Entrepreneurship Magic: This Is the Future of Climate Tech

Entrepreneurship Magic: This Is the Future of Climate Tech

“ESG investing is the biggest economic opportunity of the 21st century, we just need to do it in a very different way. If you want to change the world, if you want to support an ESG-focused agenda, if you want to help with the problems we’re facing with climate change, and if you want to make a lot of money, what you need to do is invest in early-stage startups which are focused on these kinds of problems. And you need to invest in a lot of them.” 

At #LEAP22, Maëlle Gavet (CEO at Techstars) started with a cautionary tale. It was the story of how, between 2006 and 2011, venture capital firms in the US invested more than USD $35 billion into clean energy.

They were spurred on by the likes of Al Gore, with his hard-hitting climate change documentary An Inconvenient Truthand by respected venture capital players including John Doerr, who said that green technologies could be “the biggest economic opportunity of the 21st century.”

But following that enthusiastic investment phase, the VC industry lost more than $13 billion.

There were, of course, a number of factors at play. Bad timing, perhaps. Or venture just wasn’t the right model, with such a long time period to wait before investors would hit profitability. But today, although the economic and social landscape is far better prepared for investors to make a good ROI on green tech, Gavet thinks the way we’re investing in environmental, social and governance (ESG) companies is all wrong.

To make money from green tech, and to actually make the world a better place, investors need to shift their focus completely.

What’s the problem with ESG investments?

According to research by PwC,  private investors put $87.5 billion into climate tech between July 2020 and July 2021, and the average deal size more than quadrupled in that 12 month period. Back in 2014, the World Bank estimated that the climate tech opportunity would be worth USD $6.4 trillion over the decade ending in 2021.

A huge opportunity, then. So what’s going wrong?

Why are investors not getting reliably superior returns when compared with conventional investments? And why are ESG investments not making a significant impact when it comes to climate change (or at least, not making an impact very quickly)?

Critics of ESG investments talk about a plethora of potential problems. Writing for QUARTZ, climate reporter Tim McDonnell suggested that the ESG scores underlying investment portfolios are often based on misleading interpretations of data, more interested in how a company will be affected by climate change than how climate change will be affected by the company (as revealed in an investigation by Bloomberg).

At LEAP22, Gavet noted that many of the investments listed under the ESG banner actually have “little or nothing to do with ESG at all.” Instead, ESG investments are advertised because companies know that ESG is a selling point — but it’s just “shameless greenwashing,” to make companies and investors feel good about what they’re doing.

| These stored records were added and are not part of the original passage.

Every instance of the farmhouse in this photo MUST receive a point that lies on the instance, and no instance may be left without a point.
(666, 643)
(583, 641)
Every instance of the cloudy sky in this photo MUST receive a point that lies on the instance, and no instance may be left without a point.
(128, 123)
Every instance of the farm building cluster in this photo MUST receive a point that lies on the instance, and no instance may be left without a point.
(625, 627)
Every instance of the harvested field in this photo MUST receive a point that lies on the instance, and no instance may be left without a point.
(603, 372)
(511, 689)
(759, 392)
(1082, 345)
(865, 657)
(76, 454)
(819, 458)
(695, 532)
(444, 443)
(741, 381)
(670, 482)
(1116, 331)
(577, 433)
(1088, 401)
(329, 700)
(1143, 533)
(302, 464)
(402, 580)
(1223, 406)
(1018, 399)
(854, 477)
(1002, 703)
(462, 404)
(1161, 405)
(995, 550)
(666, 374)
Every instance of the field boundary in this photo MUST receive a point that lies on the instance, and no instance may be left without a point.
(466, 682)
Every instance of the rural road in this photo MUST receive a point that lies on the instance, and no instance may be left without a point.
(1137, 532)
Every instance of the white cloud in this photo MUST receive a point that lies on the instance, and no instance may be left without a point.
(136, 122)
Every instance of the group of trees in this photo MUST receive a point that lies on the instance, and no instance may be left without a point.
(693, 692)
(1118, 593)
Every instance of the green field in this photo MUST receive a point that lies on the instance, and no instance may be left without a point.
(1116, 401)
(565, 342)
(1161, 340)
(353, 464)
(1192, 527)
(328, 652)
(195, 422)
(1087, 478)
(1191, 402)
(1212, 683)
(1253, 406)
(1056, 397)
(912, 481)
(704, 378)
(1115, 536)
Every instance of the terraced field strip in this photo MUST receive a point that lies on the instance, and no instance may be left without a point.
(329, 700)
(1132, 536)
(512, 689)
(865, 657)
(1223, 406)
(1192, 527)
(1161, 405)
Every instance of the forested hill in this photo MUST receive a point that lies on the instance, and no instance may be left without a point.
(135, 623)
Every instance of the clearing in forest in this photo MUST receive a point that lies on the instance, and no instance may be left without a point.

When it comes to returns performance, the reason ESG investing doesn’t reliably outperform conventional investing is probably because when investors choose an ESG company, they’re not actually investing in…an ESG company. Research by index provider Scientific Beta found that in the US, 75% of ESG outperformance was due to factors that had nothing to do with ESG.

“They perform in line with the market because they are the market — basically the same companies, but packaged up in different ways and in new indexes,” Gavet explained.

Entrepreneurs are the solution

Current fixes underway in the ESG market include changes to how ESG is defined and categorised — to make the parameters clearer, and make it harder for companies to claim ESG credentials without solid evidence. Crucially, this requires more transparency around the metrics that are used to produce ESG ratings. The World Economic Forum is working on this by asking major corporations to commit to its common stakeholder capitalist metrics.

For Gavet, however, efforts to improve transparency and mandatory reporting will only ever go so far. Pushback from powerful stakeholders will always slow the process of change — and we don’t have time for green tech development to move slowly.

“If you look at history, in the vast majority of cases, legacy companies changed course only when they had to, not because they wanted to. Because frankly they have very little incentive to disrupt themselves. Sometimes they changed thanks to government entities and to regulators, but more often than not they changed because disruptors were starting to eat their lunch.”

The answer isn’t to keep investing in public corporations for an average market return, because that won’t have any meaningful impact on climate tech and climate change. Instead, the answer is to invest in the private market, and to invest in startups as early as possible. Because “the most dramatic and world-changing ideas…they grow at the earliest stage of startups.”

Right now, more than 3000 climate tech startups are pushing the needle on genuine change. Companies like Accelerate Wind, which is developing affordable wind turbines that enable commercial buildings to harness wind power from the edges of their own roofs; DroneSeed, which is making reforestation scalable using drone-powered seedling distribution; and Phoenix Tailings, the world’s first clean mining management management company.

There’s little doubt that ESG investing is an immense economic opportunity in the 21st century. But as Gavet put it, “we just need to do it in a very different way.”

Investors who want to change the world — and make money at the same time — need to turn their attention away from incumbents with big teams, big limitations, and a slow pace of change. Instead, they need to put their money into fledgling startups with innovative visions for the future, which have ESG built into their DNA. Big corporations will catch up later (when they get hungry). But they’re not going to lead the way.